EXCLUSIVES
Adobe Flash 10.1 Speeds Up Mac and Shows Love

The Adobe team seems to have really heard out the developer community this season. In the midst of the Apple vs. Adobe war, a phoenix seems to have risen from the ashes. Enter Flash 10.1 on Mac OS X. After years of poor performance and the long raging Apple and Adobe battle, hardware acceleration for Adobe Flash finally got the green signal.
With the 10.1 release Adobe has aimed to correct several of the previous Flash glitches. Adobe says users can look forward to no more bogging down of browsers, CPU utilization reduction (up to two-thirds when GPU hardware acceleration is active) and eliminating the iPhone it runs on a gamut of handheld devices.
The latest Flash Player version for Mac supports GPU decoding of H.264-encoded video. But the hiccup is only some Macs are supported. The feature requires Mac OS X 10.6.3 Snow Leopard and a Mac with a NVIDIA GeForce 9400M, GeForce 320M or GeForce GT 330M GPU.
To be more precise below is another variation to make it easier:
The update 10.1.82.76 was announced by Adobe product manager Thibault Imbert on his blog. Code-named “Gala,” this feature was announced several months earlier and in a break from usual protocol, Adobe enabled the new feature in a security release.
Flash Player 10.1 has improved performance, power management and video features, new multi-touch and private browsing capabilities and provides a better Flash Player experience for Mac users. Paul Betlam, Sr.

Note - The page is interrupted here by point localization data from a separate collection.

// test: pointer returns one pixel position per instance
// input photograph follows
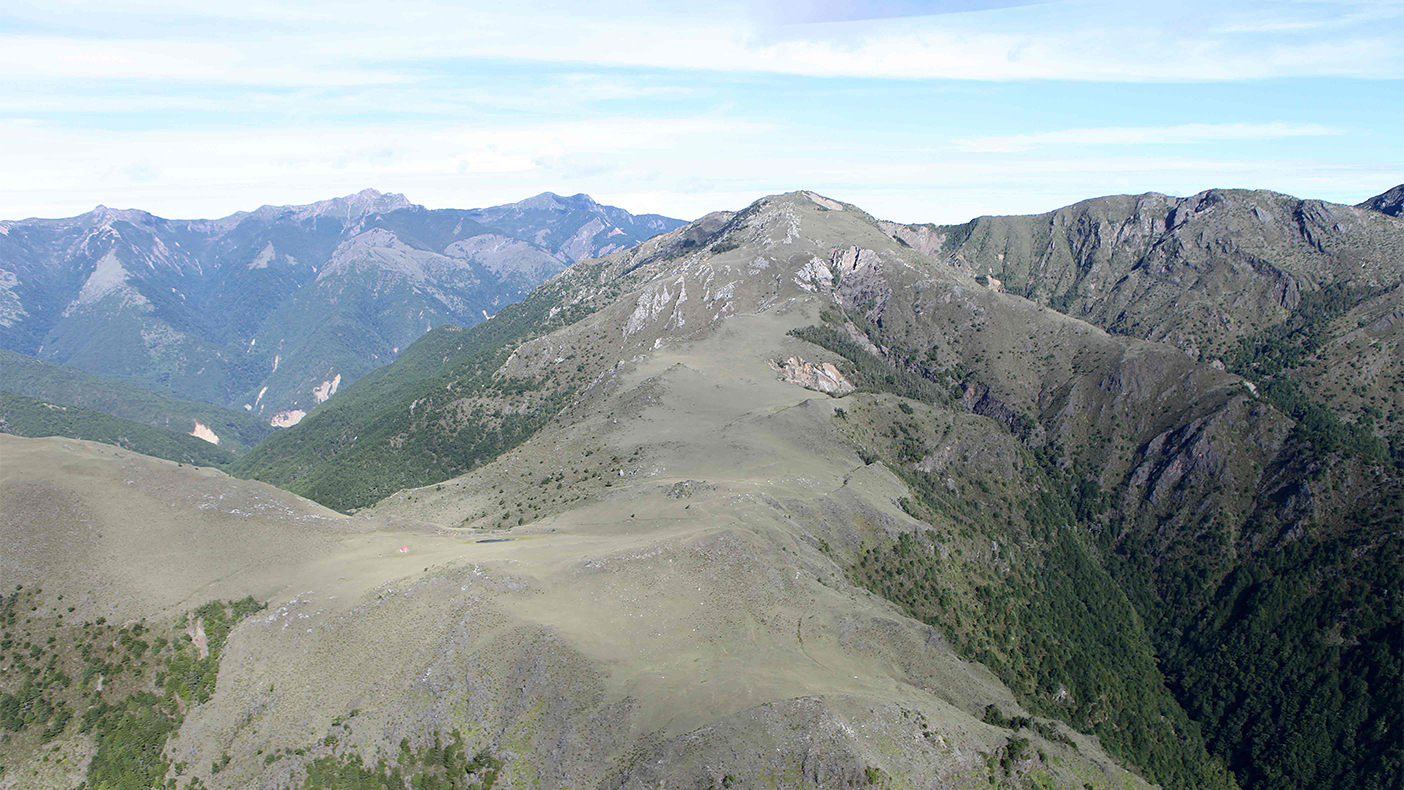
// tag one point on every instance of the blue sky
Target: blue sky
(914, 110)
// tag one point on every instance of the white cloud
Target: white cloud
(1181, 134)
(347, 42)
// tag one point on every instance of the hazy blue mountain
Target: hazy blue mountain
(275, 309)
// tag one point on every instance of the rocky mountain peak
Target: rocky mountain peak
(1389, 202)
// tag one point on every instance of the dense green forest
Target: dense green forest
(94, 678)
(371, 441)
(28, 417)
(1286, 665)
(141, 402)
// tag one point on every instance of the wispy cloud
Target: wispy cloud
(1181, 134)
(340, 42)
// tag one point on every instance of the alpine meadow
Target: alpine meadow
(872, 395)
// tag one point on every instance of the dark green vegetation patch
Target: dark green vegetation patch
(143, 403)
(28, 417)
(125, 686)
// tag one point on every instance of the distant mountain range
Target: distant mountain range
(1104, 497)
(274, 310)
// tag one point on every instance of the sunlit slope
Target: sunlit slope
(674, 643)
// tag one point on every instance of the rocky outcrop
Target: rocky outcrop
(823, 376)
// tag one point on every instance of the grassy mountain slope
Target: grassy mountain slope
(30, 417)
(778, 498)
(69, 386)
(692, 640)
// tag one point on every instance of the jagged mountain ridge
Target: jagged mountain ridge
(1185, 470)
(273, 310)
(1102, 521)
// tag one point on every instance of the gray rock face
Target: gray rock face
(271, 310)
(1389, 202)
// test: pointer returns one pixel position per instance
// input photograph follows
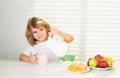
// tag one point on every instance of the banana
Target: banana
(109, 60)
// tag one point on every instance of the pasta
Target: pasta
(77, 67)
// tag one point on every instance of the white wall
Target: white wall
(13, 16)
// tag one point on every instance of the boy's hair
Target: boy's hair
(35, 22)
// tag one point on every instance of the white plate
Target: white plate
(88, 69)
(108, 68)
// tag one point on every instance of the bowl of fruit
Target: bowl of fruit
(100, 62)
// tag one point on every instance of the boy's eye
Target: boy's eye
(41, 29)
(35, 32)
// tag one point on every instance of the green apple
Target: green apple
(93, 63)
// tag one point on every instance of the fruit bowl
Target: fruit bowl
(100, 62)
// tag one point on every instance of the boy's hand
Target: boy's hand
(33, 59)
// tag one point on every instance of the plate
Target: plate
(108, 68)
(78, 68)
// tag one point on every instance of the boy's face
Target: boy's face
(40, 34)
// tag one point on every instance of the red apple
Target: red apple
(102, 63)
(98, 57)
(88, 62)
(93, 63)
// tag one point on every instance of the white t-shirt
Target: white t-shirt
(54, 47)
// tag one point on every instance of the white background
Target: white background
(95, 25)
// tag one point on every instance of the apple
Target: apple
(88, 61)
(93, 63)
(102, 63)
(98, 57)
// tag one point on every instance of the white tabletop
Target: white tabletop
(20, 69)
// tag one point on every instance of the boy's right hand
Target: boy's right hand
(33, 58)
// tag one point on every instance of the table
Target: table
(20, 69)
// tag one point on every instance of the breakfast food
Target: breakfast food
(77, 67)
(100, 61)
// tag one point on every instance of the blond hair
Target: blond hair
(35, 22)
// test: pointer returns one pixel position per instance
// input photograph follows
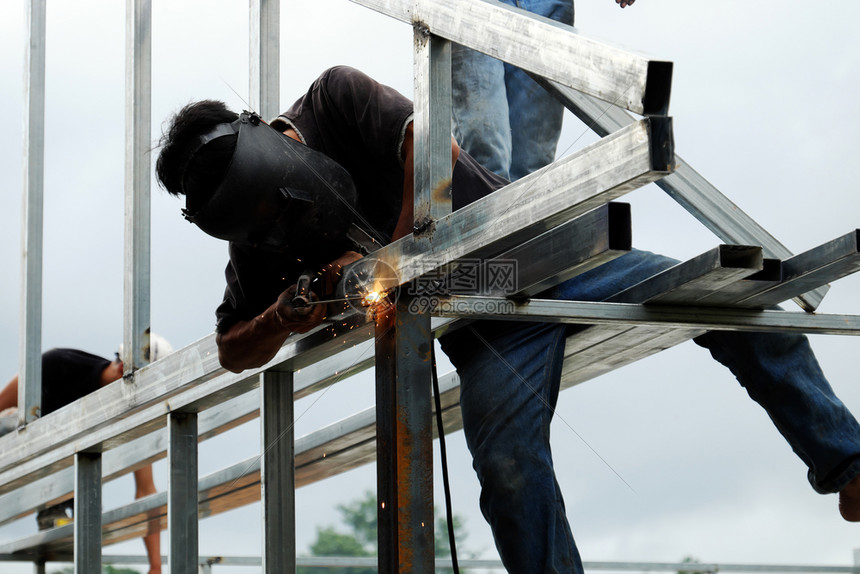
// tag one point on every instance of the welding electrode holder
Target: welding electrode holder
(303, 289)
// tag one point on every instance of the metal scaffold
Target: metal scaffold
(567, 223)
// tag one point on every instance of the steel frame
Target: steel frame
(533, 215)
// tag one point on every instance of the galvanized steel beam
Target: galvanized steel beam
(540, 201)
(432, 129)
(277, 473)
(686, 186)
(690, 280)
(568, 250)
(542, 46)
(264, 57)
(823, 264)
(138, 138)
(30, 342)
(663, 316)
(88, 512)
(182, 526)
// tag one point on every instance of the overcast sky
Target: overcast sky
(765, 106)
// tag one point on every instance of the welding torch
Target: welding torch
(302, 297)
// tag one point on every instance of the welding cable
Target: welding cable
(443, 454)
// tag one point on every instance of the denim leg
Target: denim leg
(480, 108)
(535, 120)
(535, 116)
(780, 373)
(508, 392)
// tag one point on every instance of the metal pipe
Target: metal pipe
(138, 103)
(277, 473)
(88, 512)
(182, 526)
(30, 343)
(264, 56)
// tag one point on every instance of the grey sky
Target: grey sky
(765, 106)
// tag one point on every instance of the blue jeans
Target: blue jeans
(505, 120)
(510, 374)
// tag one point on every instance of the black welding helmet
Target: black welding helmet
(277, 194)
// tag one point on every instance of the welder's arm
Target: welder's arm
(407, 212)
(249, 344)
(255, 342)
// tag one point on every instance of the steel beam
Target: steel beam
(663, 316)
(686, 186)
(540, 201)
(432, 129)
(404, 443)
(138, 138)
(30, 340)
(691, 280)
(277, 473)
(182, 526)
(769, 276)
(598, 350)
(542, 46)
(264, 56)
(572, 248)
(823, 264)
(88, 512)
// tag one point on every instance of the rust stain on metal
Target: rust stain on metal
(442, 191)
(404, 489)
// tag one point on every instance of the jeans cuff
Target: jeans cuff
(838, 479)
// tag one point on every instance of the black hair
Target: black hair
(202, 175)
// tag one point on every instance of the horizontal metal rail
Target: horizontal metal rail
(634, 82)
(366, 562)
(589, 313)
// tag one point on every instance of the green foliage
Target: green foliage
(359, 517)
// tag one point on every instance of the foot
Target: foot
(849, 500)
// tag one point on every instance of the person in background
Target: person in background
(67, 375)
(501, 116)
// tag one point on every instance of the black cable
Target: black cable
(443, 453)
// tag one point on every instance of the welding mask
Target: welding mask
(277, 194)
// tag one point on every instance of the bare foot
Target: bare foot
(849, 500)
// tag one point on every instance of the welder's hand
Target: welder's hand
(297, 319)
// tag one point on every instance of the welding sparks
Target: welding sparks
(372, 298)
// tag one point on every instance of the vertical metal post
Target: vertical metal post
(138, 98)
(277, 473)
(432, 127)
(265, 57)
(404, 441)
(182, 525)
(30, 346)
(88, 512)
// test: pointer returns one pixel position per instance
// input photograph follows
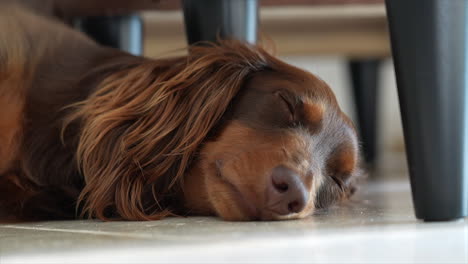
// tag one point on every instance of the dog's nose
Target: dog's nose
(287, 194)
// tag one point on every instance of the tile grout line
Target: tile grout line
(103, 233)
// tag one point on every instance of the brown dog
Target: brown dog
(228, 130)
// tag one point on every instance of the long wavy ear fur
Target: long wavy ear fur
(142, 127)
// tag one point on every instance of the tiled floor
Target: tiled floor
(378, 226)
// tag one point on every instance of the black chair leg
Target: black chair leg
(429, 39)
(364, 78)
(121, 32)
(206, 20)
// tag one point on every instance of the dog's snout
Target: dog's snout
(287, 193)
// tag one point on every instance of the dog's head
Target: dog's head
(284, 149)
(228, 130)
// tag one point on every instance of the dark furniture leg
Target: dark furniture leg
(205, 20)
(364, 78)
(122, 32)
(429, 49)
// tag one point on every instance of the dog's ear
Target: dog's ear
(142, 126)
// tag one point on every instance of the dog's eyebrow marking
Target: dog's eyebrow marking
(313, 114)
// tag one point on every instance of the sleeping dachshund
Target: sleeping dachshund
(228, 130)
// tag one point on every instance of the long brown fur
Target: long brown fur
(89, 131)
(163, 111)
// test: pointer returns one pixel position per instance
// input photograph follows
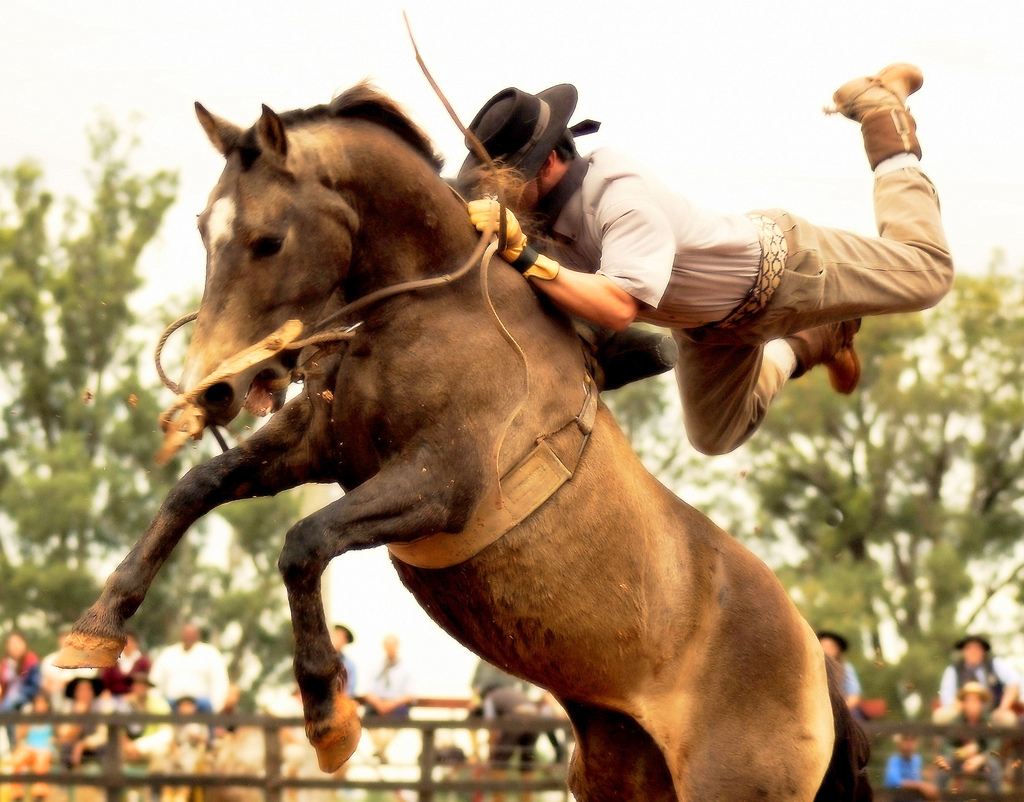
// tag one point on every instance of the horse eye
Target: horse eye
(266, 246)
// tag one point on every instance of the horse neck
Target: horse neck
(411, 225)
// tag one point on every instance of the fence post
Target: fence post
(271, 754)
(113, 769)
(427, 756)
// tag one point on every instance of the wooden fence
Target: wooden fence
(433, 774)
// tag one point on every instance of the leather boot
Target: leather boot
(830, 345)
(879, 104)
(627, 356)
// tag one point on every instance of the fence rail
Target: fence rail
(114, 778)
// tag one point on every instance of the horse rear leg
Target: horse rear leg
(615, 760)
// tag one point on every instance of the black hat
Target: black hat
(521, 129)
(347, 631)
(842, 642)
(980, 639)
(96, 682)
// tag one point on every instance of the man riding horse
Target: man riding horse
(752, 300)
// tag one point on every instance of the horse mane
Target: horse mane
(364, 101)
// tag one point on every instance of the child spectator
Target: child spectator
(80, 742)
(117, 678)
(903, 772)
(972, 756)
(34, 753)
(19, 680)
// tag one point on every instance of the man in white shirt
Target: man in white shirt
(390, 693)
(752, 300)
(194, 669)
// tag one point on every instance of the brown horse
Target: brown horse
(686, 670)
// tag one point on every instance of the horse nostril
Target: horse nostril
(217, 397)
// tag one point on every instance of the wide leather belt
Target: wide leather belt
(535, 479)
(773, 255)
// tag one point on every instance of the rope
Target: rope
(160, 347)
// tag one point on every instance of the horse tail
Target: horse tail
(846, 777)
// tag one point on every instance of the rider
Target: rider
(752, 300)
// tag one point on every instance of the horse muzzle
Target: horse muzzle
(260, 390)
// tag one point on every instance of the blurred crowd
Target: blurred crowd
(977, 689)
(190, 676)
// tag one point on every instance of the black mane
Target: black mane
(363, 101)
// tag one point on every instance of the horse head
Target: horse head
(294, 228)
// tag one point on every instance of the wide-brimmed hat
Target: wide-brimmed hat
(96, 682)
(520, 129)
(979, 639)
(841, 641)
(974, 688)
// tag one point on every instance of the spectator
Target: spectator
(341, 636)
(54, 680)
(835, 646)
(192, 669)
(117, 678)
(34, 752)
(978, 665)
(502, 694)
(81, 742)
(903, 772)
(390, 694)
(972, 756)
(145, 743)
(19, 678)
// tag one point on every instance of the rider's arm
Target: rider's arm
(592, 296)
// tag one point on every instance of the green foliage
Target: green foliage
(78, 482)
(892, 515)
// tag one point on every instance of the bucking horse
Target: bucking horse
(458, 412)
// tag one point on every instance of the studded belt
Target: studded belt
(773, 254)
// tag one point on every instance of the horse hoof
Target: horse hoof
(336, 739)
(81, 650)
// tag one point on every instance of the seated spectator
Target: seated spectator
(903, 772)
(391, 694)
(19, 679)
(145, 743)
(78, 743)
(972, 756)
(835, 646)
(192, 669)
(978, 665)
(341, 636)
(34, 751)
(117, 678)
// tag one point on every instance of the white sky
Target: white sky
(723, 97)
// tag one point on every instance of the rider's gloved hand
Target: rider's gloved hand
(484, 211)
(517, 252)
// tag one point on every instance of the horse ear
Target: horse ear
(224, 135)
(270, 133)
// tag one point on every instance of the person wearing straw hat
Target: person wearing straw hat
(972, 756)
(977, 664)
(752, 299)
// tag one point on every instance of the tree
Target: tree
(903, 501)
(79, 425)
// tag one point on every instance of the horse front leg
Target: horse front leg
(263, 466)
(400, 503)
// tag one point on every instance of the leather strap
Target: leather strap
(519, 493)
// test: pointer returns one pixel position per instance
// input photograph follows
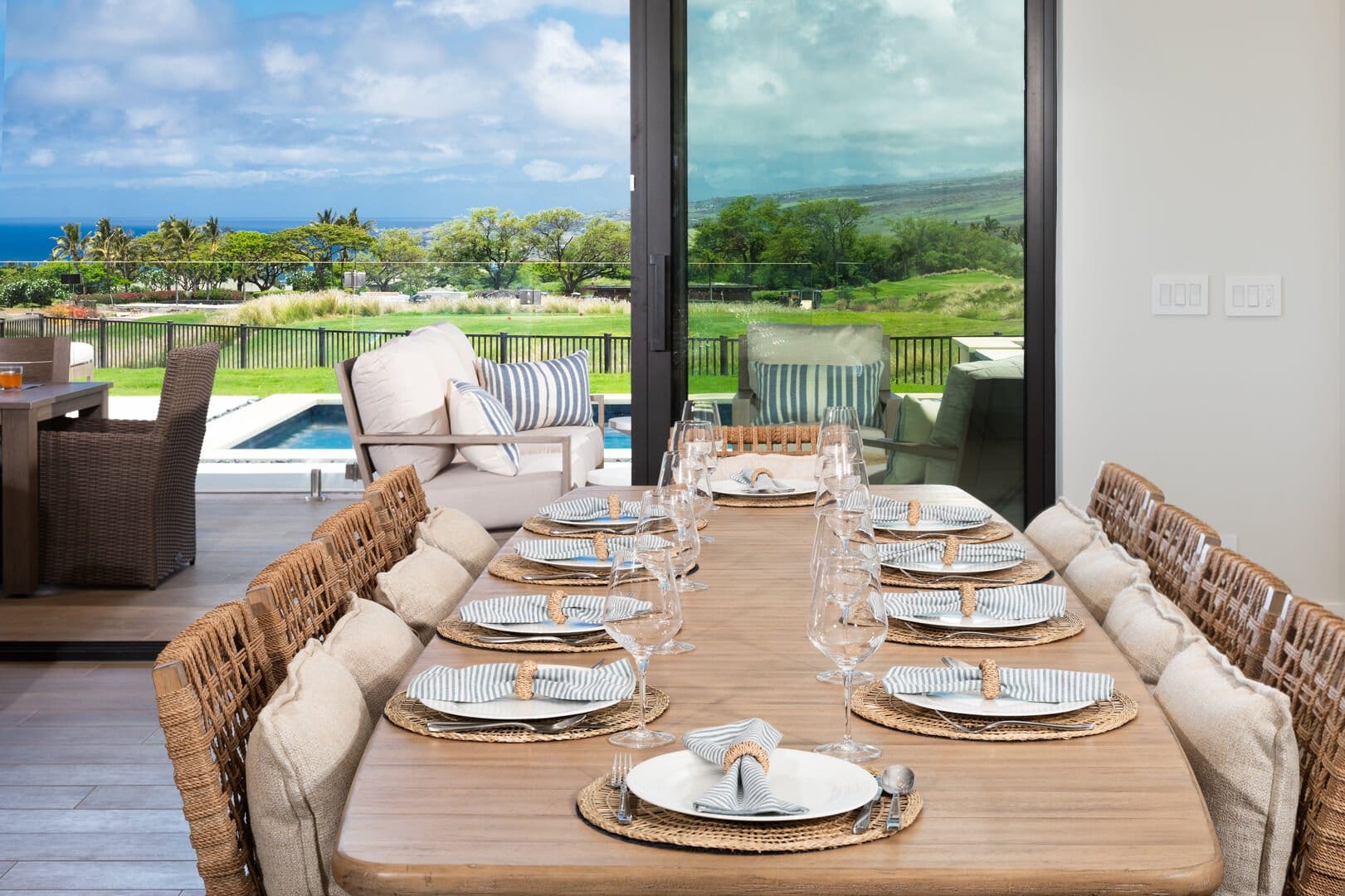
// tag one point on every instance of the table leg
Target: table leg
(19, 494)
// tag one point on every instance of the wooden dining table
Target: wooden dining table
(21, 412)
(1113, 813)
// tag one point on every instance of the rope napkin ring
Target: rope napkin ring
(524, 681)
(989, 679)
(950, 551)
(747, 748)
(553, 607)
(968, 597)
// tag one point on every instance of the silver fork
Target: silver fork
(621, 768)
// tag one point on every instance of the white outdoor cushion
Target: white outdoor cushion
(376, 647)
(1102, 572)
(476, 412)
(422, 588)
(1149, 630)
(1063, 532)
(398, 389)
(301, 757)
(1239, 739)
(461, 537)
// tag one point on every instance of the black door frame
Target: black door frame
(658, 237)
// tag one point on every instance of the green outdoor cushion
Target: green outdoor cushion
(954, 412)
(915, 423)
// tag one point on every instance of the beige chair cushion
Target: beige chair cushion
(1149, 630)
(1102, 572)
(301, 757)
(461, 537)
(376, 647)
(1061, 532)
(398, 389)
(422, 588)
(1239, 739)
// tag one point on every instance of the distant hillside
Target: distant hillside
(998, 195)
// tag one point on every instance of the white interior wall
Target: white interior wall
(1204, 136)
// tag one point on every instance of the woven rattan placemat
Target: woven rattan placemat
(412, 714)
(1028, 571)
(1043, 632)
(543, 526)
(993, 530)
(654, 825)
(513, 568)
(468, 634)
(875, 704)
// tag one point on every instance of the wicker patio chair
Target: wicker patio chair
(210, 682)
(400, 504)
(1174, 548)
(1236, 604)
(1122, 502)
(1306, 661)
(298, 597)
(351, 536)
(119, 497)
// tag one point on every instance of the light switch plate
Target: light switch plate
(1254, 296)
(1182, 295)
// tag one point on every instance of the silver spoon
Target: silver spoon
(896, 781)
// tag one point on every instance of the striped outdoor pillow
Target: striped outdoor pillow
(798, 393)
(541, 393)
(475, 412)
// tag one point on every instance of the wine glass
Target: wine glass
(848, 623)
(642, 614)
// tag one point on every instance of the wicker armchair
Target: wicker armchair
(119, 497)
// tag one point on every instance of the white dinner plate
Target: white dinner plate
(825, 785)
(543, 627)
(514, 709)
(792, 487)
(997, 708)
(972, 622)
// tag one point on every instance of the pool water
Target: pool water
(324, 426)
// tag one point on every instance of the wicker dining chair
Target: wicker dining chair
(1306, 661)
(210, 682)
(1174, 548)
(351, 536)
(1236, 603)
(119, 497)
(400, 504)
(298, 597)
(1122, 501)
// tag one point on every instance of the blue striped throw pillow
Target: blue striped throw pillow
(798, 393)
(475, 412)
(541, 393)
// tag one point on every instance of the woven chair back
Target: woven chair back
(353, 540)
(1122, 501)
(210, 682)
(400, 504)
(1236, 604)
(1174, 548)
(1306, 661)
(298, 597)
(770, 441)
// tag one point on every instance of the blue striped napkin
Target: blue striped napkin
(931, 552)
(1037, 685)
(744, 790)
(1013, 601)
(495, 681)
(532, 608)
(892, 510)
(546, 549)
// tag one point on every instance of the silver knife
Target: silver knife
(866, 813)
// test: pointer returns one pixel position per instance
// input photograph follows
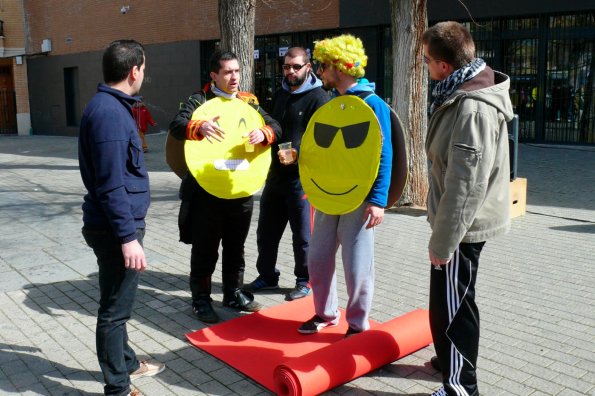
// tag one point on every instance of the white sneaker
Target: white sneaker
(147, 369)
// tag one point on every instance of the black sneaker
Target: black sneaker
(439, 392)
(260, 284)
(204, 311)
(434, 362)
(315, 324)
(242, 301)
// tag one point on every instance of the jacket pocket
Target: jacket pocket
(135, 152)
(465, 159)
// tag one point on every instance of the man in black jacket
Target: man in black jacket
(213, 220)
(283, 198)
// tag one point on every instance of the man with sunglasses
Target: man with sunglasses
(468, 201)
(283, 199)
(342, 61)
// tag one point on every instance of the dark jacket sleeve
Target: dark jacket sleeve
(177, 128)
(270, 121)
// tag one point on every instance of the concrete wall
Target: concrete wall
(172, 74)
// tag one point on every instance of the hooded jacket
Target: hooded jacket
(293, 110)
(378, 194)
(467, 149)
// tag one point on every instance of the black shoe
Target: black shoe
(204, 311)
(435, 363)
(242, 300)
(260, 284)
(315, 324)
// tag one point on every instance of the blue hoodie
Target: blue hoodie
(112, 165)
(379, 193)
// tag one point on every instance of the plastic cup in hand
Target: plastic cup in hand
(285, 149)
(248, 147)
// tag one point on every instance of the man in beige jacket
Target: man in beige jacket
(468, 201)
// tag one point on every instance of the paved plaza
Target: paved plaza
(535, 288)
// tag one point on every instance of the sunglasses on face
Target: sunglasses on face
(294, 67)
(353, 135)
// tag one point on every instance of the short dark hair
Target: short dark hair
(119, 58)
(217, 57)
(450, 42)
(298, 51)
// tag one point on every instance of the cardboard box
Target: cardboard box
(518, 197)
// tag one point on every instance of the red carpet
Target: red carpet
(266, 347)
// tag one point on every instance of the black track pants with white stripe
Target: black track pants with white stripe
(454, 319)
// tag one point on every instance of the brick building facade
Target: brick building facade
(547, 46)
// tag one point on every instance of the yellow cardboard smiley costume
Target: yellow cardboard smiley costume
(340, 155)
(226, 169)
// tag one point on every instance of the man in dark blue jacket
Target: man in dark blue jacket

Director, Engineering at Adobe Systems further elaborates on the features. “Our Mac engineers, with some help from the Safari team, made significant changes to Flash Player for Macs. One improvement we made is the use of a double-buffered OpenGL context for improved full screen playback efficiency. We also investigated a number of compile-time optimizations using Xcode to improve our overall execution speed of Flash Player on Macs. Rendering performance was improved by our use of Core Animation. For Macs running OS X 10.6 or greater, we leverage the hardware acceleration in Core Animation to dramatically improve the efficiency of displaying web pages which combine both SWF and HTML content.”
To heighten its appeal, Mac users can also benefit from additional noteworthy trimmings. Flash Player 10.1 takes advantage of the latest hardware and operating system user interaction capabilities. Therefore a new set of ActionScript 3 APIs for multi-touch and native gesture events such as pinch, scroll, rotate, scale, and two-finger tap can be employed.
Adobe’s generosity further extends itself. After confirming the availability of Flash Player 10.1 for Mac OS X, Adobe has also said that Flash Player 10.1 is on its way to Android devices, and Adobe AIR 2 runtime is now available for developers wanting to deploy applications built for AIR 2 on Mac OS X, Windows and Linux.
“For the record, we loved the earlier Adobe Flash 10.1 beta: it’s a huge leap forward for Flash performance on Macs, specifically when it comes to streaming high-definition video. If you’re rocking one of the supported Macs listed above, you should install the latest Flash update now,” concludes John Brownlee in the Cult of Mac.